Sometimes we become so fond of a false love that it clouds our vision. It blinds us so much that we lose sight of the incredible person, full of love and beauty that we are. When everything ends and our hearts are broken, it is our sole responsibility to salvage the best of what's left from the damage and use it to transform ourselves and to start seeing ourselves as we really are: complete beings, valuable and capable of deciding what we really want in life.
To you, false love of my life, thank you.
Three years of crying, begging for kisses and embraces; three years of waiting for you to love me like I loved you.
You warned me from the first day, "I'm a jerk," you told me. My low self-esteem stunned and emboldened me —that I would not fall in love, deceiving myself into thinking I could change you.
You taught me that love is not worth the effort.
Those who do not give themselves from the start will never do it.

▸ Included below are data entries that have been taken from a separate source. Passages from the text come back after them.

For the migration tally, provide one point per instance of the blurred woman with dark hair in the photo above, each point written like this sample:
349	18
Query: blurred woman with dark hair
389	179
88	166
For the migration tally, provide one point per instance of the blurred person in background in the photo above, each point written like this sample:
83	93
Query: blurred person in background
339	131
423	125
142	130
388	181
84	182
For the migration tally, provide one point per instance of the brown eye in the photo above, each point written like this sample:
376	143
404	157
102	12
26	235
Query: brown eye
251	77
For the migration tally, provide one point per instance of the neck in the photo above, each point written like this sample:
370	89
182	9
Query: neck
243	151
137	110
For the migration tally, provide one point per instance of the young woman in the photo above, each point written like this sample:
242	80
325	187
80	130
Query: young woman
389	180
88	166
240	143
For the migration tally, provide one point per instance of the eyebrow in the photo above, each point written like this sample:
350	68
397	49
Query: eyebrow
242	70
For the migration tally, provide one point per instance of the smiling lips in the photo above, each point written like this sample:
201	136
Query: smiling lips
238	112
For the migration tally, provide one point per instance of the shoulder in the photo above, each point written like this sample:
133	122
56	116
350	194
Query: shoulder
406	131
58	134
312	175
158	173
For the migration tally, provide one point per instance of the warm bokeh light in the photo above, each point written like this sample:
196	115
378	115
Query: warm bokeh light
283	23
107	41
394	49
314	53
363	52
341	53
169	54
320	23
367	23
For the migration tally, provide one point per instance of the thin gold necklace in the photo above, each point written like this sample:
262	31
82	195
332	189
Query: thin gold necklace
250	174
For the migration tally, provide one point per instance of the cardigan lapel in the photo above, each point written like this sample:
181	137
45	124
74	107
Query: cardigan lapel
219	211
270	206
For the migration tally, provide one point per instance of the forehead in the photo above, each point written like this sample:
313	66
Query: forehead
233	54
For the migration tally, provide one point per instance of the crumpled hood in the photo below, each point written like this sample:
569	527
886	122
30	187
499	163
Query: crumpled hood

A jerk does not change. Lesson learned. Thank you.
Thank you for the opportunity to love, to love down to the bone, to surrender without dignity, without ego.
Now I know what I am capable of giving. But next time, I will give it to whomever will embrace it with desire and respect. This person will take my love for all that it is.
You taught me to share, and in tears I learned that I prefer to be selfish when it comes to my love.
I thought it was not enough to fall in love with a person 100 percent, and that all the little holes had to be filled. But no, I'm enough to be desired, as me. They want me just as I do, as I am capable of it.
Resistance to pain, that I also exercised. My first scar, like one more stripe for the tiger.
Ah, and you made me who I am, and you made me more confident. Don't get confused, you didn't do anything to me. I was already resistant to jerks; you helped me prove myself, that was all. But I was already cool from the beginning.
Thank you for teaching me what I do not want in the love of my life. Lesson learned.
Beauty is in your character. It is about your knowledge, your sense of humor; about how you face every day and how you get along with yourself.